4.19.Quando - come nel caso di specie - la causa è attribuita agli scarichi, non conta la rilevanza penale di ciascuno di essi ma l'evento, purché etiologicamente riconducibile ad una condotta (commissiva o omissiva) a qualsiasi titolo non consentita ovvero posta in essere, per esempio in tema di scarichi, anche solo in violazione di valori non cogenti. Per l'Escherichia Coli, per attenerci al caso in esame, le tabelle 3 e 4 di cui all'allegato V alla parte terza del d.lgs. n. 152 del 2006, prevedono che in caso di autorizzazione allo scarico dell'impianto per il trattamento di acque reflue urbane deve essere fissato il limite ritenuto più opportuno, consigliando comunque un limite non superiore a 5.000 UFC/100mL. In mancanza di indicazioni specifiche nell'autorizzazione, il superamento di detto limite, ancorché "consigliato" e penalmente ed amministrativamente irrilevante, qualifica come "abusiva" la condotta che abbia cagionato l'inquinamento delle acque ai sensi dell'art. 452-bis, cod. proc. pen..

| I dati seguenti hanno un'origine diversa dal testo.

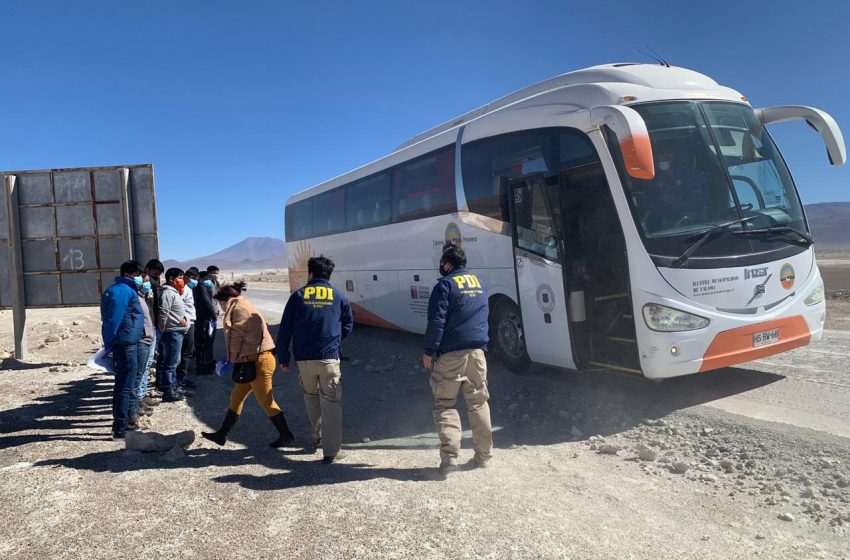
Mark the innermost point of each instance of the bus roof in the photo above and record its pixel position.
(607, 84)
(654, 76)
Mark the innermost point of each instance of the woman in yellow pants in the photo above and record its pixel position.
(247, 339)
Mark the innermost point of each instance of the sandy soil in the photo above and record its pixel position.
(586, 466)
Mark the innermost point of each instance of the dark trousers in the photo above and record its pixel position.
(125, 357)
(141, 377)
(186, 352)
(203, 348)
(169, 359)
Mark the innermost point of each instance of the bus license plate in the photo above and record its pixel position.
(765, 337)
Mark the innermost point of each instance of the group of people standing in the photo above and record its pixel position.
(315, 321)
(152, 314)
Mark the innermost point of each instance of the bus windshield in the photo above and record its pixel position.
(714, 163)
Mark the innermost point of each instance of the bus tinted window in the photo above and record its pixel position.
(425, 187)
(299, 220)
(519, 154)
(369, 202)
(329, 212)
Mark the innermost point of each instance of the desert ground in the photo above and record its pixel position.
(745, 462)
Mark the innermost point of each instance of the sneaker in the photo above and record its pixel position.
(334, 458)
(448, 466)
(476, 463)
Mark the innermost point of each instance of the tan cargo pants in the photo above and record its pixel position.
(463, 370)
(321, 384)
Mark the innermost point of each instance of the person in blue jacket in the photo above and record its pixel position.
(317, 318)
(455, 341)
(123, 325)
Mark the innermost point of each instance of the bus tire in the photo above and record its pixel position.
(506, 338)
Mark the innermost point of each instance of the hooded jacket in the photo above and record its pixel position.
(171, 310)
(317, 318)
(457, 314)
(121, 313)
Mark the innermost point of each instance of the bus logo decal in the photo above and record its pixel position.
(453, 235)
(786, 276)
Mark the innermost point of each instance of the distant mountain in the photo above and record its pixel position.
(830, 224)
(253, 253)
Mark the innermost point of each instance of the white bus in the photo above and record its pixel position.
(627, 217)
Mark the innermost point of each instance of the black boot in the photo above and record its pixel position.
(220, 436)
(286, 436)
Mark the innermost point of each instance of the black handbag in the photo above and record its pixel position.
(244, 372)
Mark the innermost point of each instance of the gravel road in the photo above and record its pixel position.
(746, 462)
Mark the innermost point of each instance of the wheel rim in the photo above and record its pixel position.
(509, 334)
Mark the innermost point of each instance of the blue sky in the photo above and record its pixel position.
(240, 104)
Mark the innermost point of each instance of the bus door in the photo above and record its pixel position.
(539, 274)
(596, 273)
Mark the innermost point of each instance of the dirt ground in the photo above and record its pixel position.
(589, 465)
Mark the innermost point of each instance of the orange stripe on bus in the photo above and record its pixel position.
(366, 317)
(736, 345)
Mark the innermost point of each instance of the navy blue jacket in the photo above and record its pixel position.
(317, 318)
(121, 314)
(457, 314)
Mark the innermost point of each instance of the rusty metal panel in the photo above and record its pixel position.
(107, 184)
(37, 222)
(142, 200)
(5, 276)
(34, 188)
(80, 289)
(42, 290)
(74, 230)
(110, 219)
(75, 221)
(72, 186)
(39, 256)
(78, 254)
(111, 253)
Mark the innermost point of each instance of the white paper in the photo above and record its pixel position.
(102, 362)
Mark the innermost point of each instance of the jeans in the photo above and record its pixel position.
(186, 352)
(143, 360)
(126, 358)
(166, 370)
(203, 348)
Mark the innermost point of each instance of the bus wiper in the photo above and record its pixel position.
(703, 237)
(804, 238)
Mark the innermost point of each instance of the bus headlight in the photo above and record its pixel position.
(816, 295)
(667, 319)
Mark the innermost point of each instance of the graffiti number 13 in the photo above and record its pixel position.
(74, 258)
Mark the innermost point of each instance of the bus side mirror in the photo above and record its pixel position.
(817, 119)
(632, 136)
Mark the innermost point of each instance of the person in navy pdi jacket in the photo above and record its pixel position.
(123, 325)
(455, 340)
(317, 318)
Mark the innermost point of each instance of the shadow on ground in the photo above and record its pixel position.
(82, 404)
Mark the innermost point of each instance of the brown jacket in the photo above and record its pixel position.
(245, 330)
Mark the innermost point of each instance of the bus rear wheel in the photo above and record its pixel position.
(506, 336)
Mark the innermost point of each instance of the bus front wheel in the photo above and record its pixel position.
(506, 336)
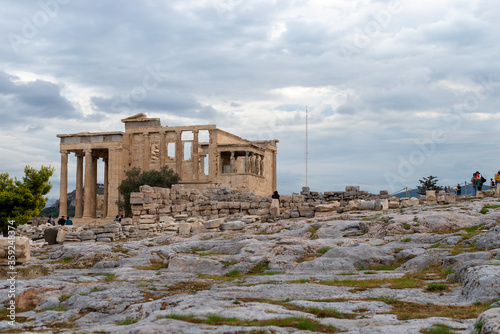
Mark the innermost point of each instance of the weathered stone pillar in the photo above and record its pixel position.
(213, 156)
(233, 163)
(106, 186)
(179, 153)
(246, 163)
(195, 158)
(63, 194)
(163, 149)
(262, 166)
(79, 186)
(114, 179)
(274, 172)
(87, 197)
(147, 152)
(94, 186)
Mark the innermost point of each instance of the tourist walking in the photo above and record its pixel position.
(275, 204)
(61, 221)
(68, 221)
(474, 180)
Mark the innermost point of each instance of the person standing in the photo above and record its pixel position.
(474, 180)
(275, 204)
(69, 221)
(61, 221)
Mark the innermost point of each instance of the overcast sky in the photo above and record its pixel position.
(395, 90)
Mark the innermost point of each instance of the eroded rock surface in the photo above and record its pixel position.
(396, 271)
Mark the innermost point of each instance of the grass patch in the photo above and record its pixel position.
(153, 266)
(323, 250)
(313, 229)
(64, 298)
(294, 322)
(407, 310)
(393, 283)
(437, 329)
(127, 321)
(188, 287)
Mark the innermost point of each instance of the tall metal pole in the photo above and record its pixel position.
(307, 148)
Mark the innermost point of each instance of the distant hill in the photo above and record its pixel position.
(413, 192)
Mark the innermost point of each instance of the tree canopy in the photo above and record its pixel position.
(428, 183)
(22, 200)
(163, 178)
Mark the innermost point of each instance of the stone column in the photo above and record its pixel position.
(87, 197)
(63, 194)
(114, 179)
(106, 186)
(246, 163)
(163, 149)
(262, 166)
(94, 186)
(147, 152)
(273, 168)
(179, 153)
(213, 156)
(195, 156)
(79, 186)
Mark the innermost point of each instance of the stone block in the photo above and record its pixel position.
(61, 235)
(22, 250)
(381, 204)
(50, 235)
(232, 226)
(213, 223)
(367, 205)
(184, 228)
(87, 235)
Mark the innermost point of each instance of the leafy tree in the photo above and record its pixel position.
(428, 183)
(21, 200)
(163, 178)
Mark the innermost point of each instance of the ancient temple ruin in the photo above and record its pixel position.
(201, 155)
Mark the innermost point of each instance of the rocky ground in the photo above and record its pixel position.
(425, 269)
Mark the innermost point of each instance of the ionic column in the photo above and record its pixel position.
(63, 194)
(194, 148)
(147, 152)
(106, 192)
(163, 149)
(114, 179)
(87, 196)
(94, 186)
(79, 186)
(179, 153)
(232, 163)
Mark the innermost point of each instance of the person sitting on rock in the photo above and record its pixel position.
(69, 221)
(61, 221)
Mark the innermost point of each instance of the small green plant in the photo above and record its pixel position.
(63, 298)
(438, 329)
(323, 250)
(479, 326)
(127, 321)
(233, 273)
(436, 287)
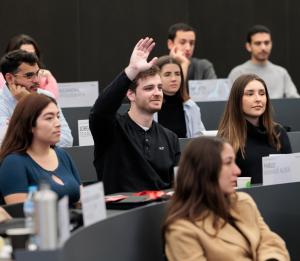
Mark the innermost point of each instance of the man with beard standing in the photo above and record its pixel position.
(21, 72)
(278, 80)
(133, 152)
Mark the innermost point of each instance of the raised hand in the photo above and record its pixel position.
(138, 60)
(18, 91)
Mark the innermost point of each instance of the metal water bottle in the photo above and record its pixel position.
(46, 218)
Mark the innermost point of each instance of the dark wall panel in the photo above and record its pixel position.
(53, 24)
(109, 32)
(92, 40)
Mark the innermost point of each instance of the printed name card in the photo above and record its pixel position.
(209, 90)
(93, 203)
(77, 94)
(281, 168)
(84, 134)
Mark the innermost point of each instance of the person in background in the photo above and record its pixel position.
(132, 151)
(207, 219)
(28, 154)
(277, 78)
(181, 43)
(178, 112)
(248, 125)
(27, 43)
(21, 72)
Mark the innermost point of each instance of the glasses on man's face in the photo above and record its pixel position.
(30, 75)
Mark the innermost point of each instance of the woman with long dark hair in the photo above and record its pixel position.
(207, 219)
(28, 154)
(248, 125)
(178, 113)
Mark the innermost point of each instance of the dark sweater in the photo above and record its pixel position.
(257, 146)
(127, 158)
(172, 115)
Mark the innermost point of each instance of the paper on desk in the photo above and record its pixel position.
(281, 168)
(93, 203)
(84, 134)
(209, 90)
(77, 94)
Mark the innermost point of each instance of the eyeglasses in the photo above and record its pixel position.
(30, 75)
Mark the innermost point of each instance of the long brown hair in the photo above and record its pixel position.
(197, 191)
(233, 125)
(167, 59)
(19, 136)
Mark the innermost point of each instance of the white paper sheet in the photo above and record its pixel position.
(93, 203)
(85, 137)
(77, 94)
(209, 90)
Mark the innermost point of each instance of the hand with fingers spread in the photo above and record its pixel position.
(138, 60)
(18, 91)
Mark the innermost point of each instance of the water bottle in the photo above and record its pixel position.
(45, 201)
(28, 209)
(29, 213)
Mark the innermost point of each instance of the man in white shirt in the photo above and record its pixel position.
(278, 80)
(21, 72)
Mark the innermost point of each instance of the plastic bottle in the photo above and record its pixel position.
(29, 213)
(28, 208)
(46, 218)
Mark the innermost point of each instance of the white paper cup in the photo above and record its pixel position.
(244, 182)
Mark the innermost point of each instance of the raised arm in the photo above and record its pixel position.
(110, 99)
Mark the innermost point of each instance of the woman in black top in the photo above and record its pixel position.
(248, 125)
(178, 112)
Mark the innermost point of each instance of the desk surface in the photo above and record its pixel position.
(135, 235)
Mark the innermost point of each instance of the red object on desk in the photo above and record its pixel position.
(114, 198)
(152, 194)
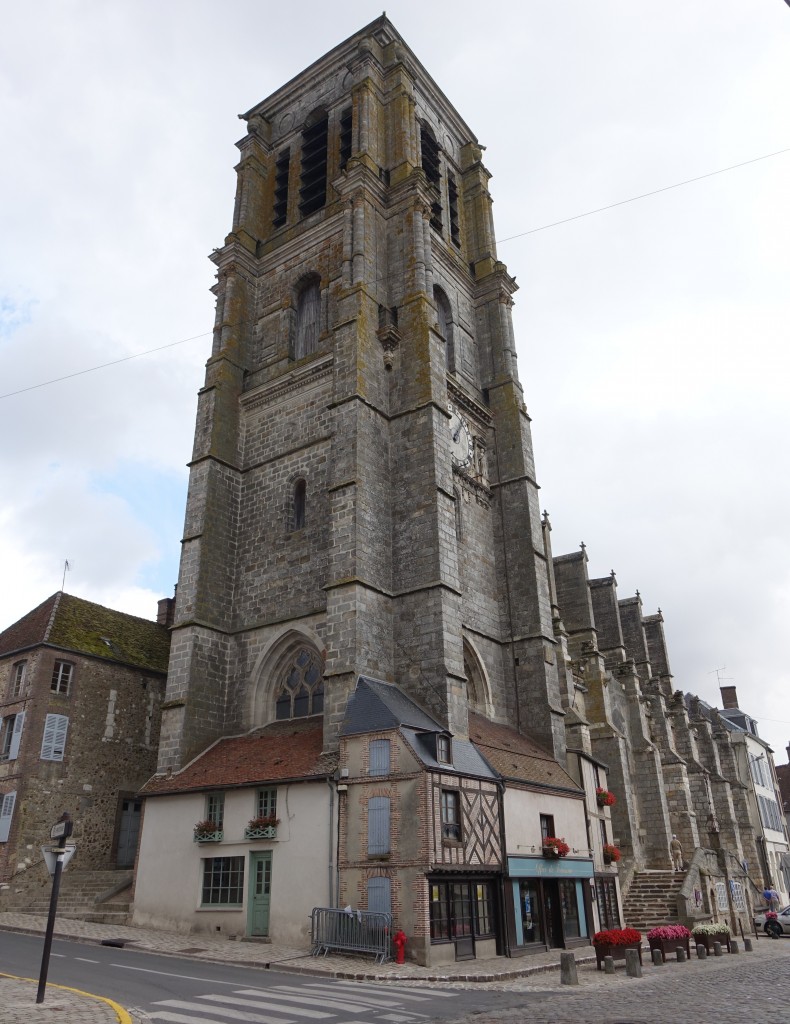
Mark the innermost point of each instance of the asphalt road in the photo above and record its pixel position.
(180, 990)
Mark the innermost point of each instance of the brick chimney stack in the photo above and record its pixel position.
(729, 696)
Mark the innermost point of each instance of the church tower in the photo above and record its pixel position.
(362, 494)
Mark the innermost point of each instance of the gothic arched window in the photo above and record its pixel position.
(307, 320)
(445, 322)
(301, 692)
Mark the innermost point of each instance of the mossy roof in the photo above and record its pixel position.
(73, 624)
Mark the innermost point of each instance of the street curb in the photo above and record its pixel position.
(122, 1015)
(340, 974)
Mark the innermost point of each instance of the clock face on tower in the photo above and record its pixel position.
(461, 445)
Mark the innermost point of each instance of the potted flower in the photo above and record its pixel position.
(262, 827)
(668, 937)
(207, 832)
(611, 854)
(553, 847)
(707, 934)
(614, 942)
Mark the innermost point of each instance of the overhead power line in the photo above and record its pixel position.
(510, 238)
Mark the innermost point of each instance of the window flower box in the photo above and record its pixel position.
(207, 832)
(667, 938)
(264, 827)
(614, 943)
(553, 847)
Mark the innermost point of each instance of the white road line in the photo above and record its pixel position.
(335, 998)
(267, 1005)
(236, 1015)
(183, 1019)
(278, 993)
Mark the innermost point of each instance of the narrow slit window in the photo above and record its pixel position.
(345, 137)
(282, 171)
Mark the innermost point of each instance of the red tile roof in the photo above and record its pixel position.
(73, 624)
(517, 757)
(278, 752)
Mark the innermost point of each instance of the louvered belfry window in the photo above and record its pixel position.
(313, 192)
(282, 170)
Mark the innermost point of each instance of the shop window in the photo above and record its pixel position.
(529, 905)
(61, 678)
(606, 894)
(451, 815)
(378, 757)
(222, 882)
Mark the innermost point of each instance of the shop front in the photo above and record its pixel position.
(548, 903)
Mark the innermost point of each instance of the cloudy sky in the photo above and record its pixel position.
(653, 337)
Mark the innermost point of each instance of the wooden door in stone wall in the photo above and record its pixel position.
(128, 832)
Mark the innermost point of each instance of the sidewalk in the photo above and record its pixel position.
(220, 948)
(17, 998)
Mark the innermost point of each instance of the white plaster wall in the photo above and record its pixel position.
(523, 810)
(169, 869)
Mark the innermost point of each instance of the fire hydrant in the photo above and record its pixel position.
(399, 941)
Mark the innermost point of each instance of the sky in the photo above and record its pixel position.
(652, 337)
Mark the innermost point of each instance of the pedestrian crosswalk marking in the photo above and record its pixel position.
(236, 1015)
(267, 1005)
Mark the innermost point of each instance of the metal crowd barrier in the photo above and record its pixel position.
(351, 931)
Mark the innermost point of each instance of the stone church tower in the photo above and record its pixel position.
(362, 495)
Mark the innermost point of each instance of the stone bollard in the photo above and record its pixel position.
(568, 974)
(632, 965)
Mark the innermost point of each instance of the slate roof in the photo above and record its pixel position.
(278, 752)
(517, 758)
(73, 624)
(376, 706)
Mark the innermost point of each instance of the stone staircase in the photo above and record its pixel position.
(104, 897)
(651, 899)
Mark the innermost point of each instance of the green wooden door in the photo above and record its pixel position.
(260, 893)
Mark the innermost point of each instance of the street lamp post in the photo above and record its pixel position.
(59, 832)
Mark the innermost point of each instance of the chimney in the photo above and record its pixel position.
(166, 611)
(729, 696)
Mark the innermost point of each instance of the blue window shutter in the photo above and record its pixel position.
(378, 825)
(378, 753)
(53, 743)
(379, 896)
(16, 736)
(6, 813)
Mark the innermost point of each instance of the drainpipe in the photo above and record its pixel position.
(330, 783)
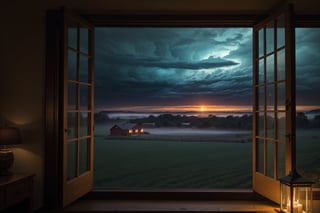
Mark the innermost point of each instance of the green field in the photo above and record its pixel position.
(135, 163)
(172, 164)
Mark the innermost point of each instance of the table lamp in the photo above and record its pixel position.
(8, 136)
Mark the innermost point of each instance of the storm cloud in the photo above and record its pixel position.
(186, 66)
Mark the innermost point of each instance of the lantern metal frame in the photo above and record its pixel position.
(295, 194)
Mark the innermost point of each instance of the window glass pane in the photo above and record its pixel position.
(281, 126)
(72, 125)
(72, 96)
(72, 65)
(280, 32)
(281, 170)
(84, 41)
(84, 155)
(261, 42)
(260, 156)
(72, 160)
(84, 68)
(261, 124)
(261, 97)
(84, 124)
(270, 97)
(308, 105)
(270, 125)
(270, 159)
(281, 75)
(270, 37)
(72, 37)
(281, 105)
(261, 71)
(84, 97)
(270, 68)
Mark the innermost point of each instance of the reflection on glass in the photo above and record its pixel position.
(261, 97)
(281, 126)
(261, 71)
(84, 68)
(281, 75)
(84, 41)
(281, 170)
(84, 156)
(270, 68)
(84, 97)
(270, 97)
(270, 125)
(281, 105)
(270, 37)
(72, 37)
(270, 159)
(261, 42)
(84, 124)
(260, 156)
(72, 125)
(72, 160)
(280, 32)
(261, 124)
(72, 65)
(72, 96)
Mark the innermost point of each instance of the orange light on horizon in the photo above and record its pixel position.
(197, 108)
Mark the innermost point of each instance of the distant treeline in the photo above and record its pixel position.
(243, 122)
(169, 120)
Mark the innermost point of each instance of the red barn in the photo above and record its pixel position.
(126, 129)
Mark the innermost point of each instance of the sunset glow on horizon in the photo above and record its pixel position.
(196, 108)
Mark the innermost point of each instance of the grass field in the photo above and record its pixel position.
(175, 164)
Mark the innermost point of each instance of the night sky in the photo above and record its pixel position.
(181, 69)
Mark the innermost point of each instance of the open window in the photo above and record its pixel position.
(274, 103)
(69, 100)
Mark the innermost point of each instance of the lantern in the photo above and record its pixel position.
(296, 194)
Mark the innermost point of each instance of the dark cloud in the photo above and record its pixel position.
(158, 63)
(181, 66)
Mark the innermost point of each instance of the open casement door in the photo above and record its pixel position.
(77, 108)
(274, 102)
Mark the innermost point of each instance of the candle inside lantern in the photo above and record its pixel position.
(297, 207)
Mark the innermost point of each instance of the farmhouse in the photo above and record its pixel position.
(126, 129)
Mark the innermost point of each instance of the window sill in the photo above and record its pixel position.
(171, 206)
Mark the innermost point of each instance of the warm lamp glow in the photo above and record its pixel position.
(8, 136)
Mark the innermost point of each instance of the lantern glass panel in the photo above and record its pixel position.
(299, 201)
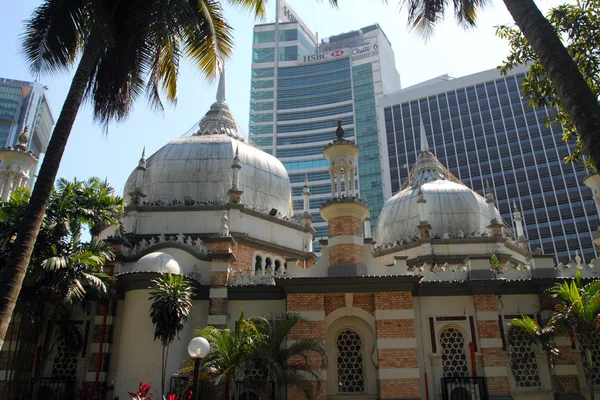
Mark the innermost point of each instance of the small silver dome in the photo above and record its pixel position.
(157, 262)
(450, 206)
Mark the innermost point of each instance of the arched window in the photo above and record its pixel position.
(523, 362)
(258, 264)
(454, 359)
(350, 362)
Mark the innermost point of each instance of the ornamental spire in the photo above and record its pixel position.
(23, 139)
(424, 144)
(221, 88)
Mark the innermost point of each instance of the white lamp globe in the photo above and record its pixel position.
(198, 347)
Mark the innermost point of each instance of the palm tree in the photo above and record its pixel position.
(125, 48)
(287, 363)
(64, 271)
(171, 298)
(230, 352)
(577, 97)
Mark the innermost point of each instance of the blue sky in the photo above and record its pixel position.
(114, 155)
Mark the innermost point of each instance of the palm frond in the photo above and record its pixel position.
(53, 35)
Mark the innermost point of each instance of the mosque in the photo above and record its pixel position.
(427, 298)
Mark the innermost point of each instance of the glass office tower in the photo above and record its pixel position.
(24, 104)
(301, 87)
(483, 130)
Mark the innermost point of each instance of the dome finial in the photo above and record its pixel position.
(142, 162)
(23, 139)
(221, 88)
(488, 192)
(340, 131)
(424, 144)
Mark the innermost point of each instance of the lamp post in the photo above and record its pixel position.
(197, 349)
(590, 362)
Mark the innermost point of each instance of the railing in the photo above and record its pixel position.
(252, 391)
(464, 388)
(52, 389)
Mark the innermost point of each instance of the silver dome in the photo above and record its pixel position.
(197, 168)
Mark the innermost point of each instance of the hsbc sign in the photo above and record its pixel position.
(323, 56)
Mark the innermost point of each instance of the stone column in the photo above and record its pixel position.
(353, 182)
(332, 175)
(339, 173)
(398, 374)
(493, 361)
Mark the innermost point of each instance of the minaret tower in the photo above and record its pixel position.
(345, 212)
(16, 165)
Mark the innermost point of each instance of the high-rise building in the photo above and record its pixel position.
(24, 104)
(301, 87)
(485, 131)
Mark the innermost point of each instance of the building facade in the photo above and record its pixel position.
(419, 311)
(24, 104)
(486, 133)
(300, 88)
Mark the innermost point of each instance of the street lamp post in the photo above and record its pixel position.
(197, 349)
(590, 362)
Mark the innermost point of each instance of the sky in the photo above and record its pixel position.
(114, 154)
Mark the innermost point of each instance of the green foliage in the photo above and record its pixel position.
(171, 298)
(136, 45)
(544, 337)
(424, 15)
(495, 263)
(261, 343)
(230, 351)
(578, 25)
(171, 306)
(287, 364)
(63, 269)
(579, 307)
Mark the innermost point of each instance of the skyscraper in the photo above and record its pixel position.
(485, 131)
(24, 104)
(300, 87)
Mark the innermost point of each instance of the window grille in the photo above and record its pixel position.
(454, 359)
(350, 362)
(64, 365)
(591, 350)
(523, 361)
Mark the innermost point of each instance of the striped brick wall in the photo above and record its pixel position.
(312, 307)
(398, 373)
(493, 361)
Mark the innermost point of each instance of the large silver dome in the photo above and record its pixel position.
(197, 168)
(451, 208)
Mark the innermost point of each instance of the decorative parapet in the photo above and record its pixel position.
(148, 242)
(251, 277)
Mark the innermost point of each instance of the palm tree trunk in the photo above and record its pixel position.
(11, 277)
(572, 89)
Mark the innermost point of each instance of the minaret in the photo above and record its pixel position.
(523, 242)
(138, 193)
(234, 192)
(345, 212)
(306, 216)
(496, 227)
(16, 165)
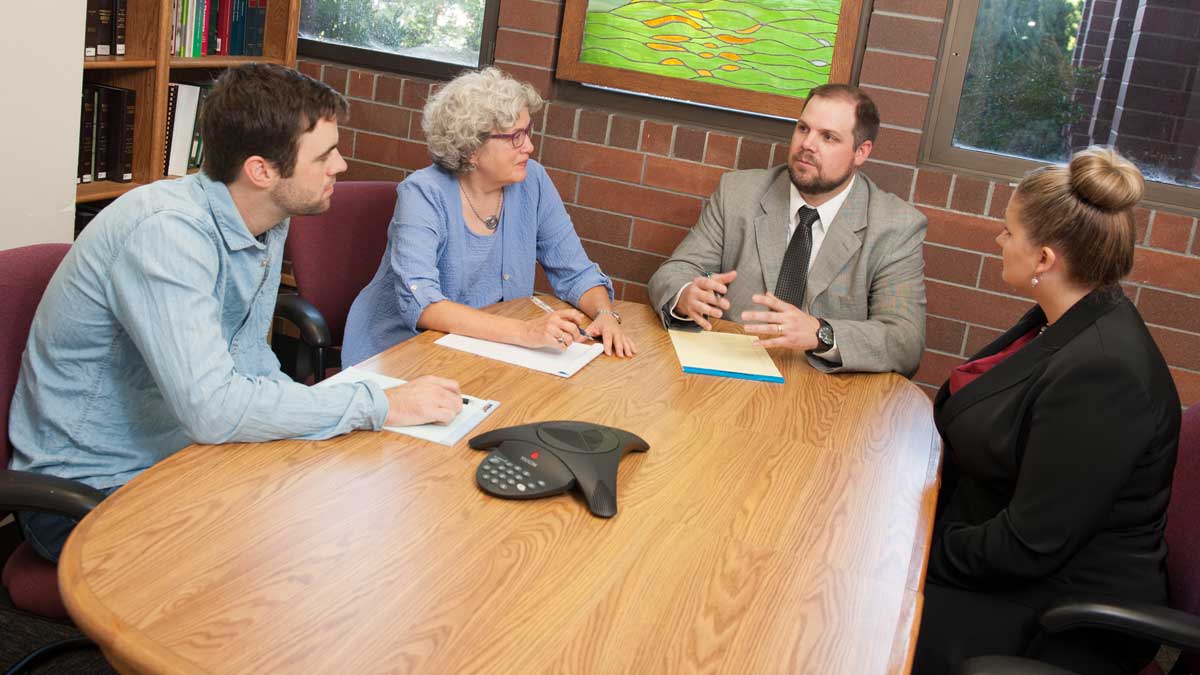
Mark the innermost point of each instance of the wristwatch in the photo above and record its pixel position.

4.20.La tesi delle cd. «tutele crescenti» è metodologicamente e dogmaticamente errata sia perché, come detto, limita il reato ai soli casi in cui la condotta "causante" sia autonomamente e penalmente sanzionata sia perché conduce all'assurda conseguenza che se non c'è pericolo (data la assenza di scarichi penalmente rilevanti) non ci può essere danno. Sicché la polarizzazione dell'attenzione sulla sola condotta elimina, sul piano concettuale, l'evento realmente manifestatosi e da essa provocato, trasformando di fatto un reato di evento in un reato di mera condotta.

4.21.Nel caso di specie, il carattere abusivo della condotta è stato più che sufficientemente individuato dal Tribunale nel fatto che il depuratore era privo di autorizzazione allo scarico (e ciò a prescindere dal superamento dei valori sopra indicati, sanzionato per alcuni di essi a livello amministrativo).

4.22.Ne consegue che i primi due motivi di ricorso sono infondati.

5.E' infondato anche il terzo motivo di ricorso.

5.1. I Giudici del riesame giustificano il sequestro con la necessità di sottrarre la gestione dell'impianto alla «ACOSET S.p.a.», onde evitare che la sua libera disponibilità possa protrarre ed aggravare le conseguenze del reato, e spiegano, al riguardo, che la continuità della gestione da parte del medesimo personale non è in contrasto con le finalità del sequestro stesso perché l'operatività dell'impianto è soggetta alla supervisione dell'ARPA catanese, costituita custode e controllore.

5.2.Le ragioni del ricorrente da un lato di fondano su inammissibili deduzioni fattuali (che semmai dimostrano l'efficacia della misura adottata) e sulla infondata deduzione della irrilevanza penale delle procedenti condotte di scarico, dall'altro riguardano la (apparente) natura contraddittoria della motivazione, motivi che esulano completamente dal sindacato di questa Corte in materia di misure cautelari reali.

P.Q.M.

Rigetta il ricorso e condanna il ricorrente al pagamento delle spese.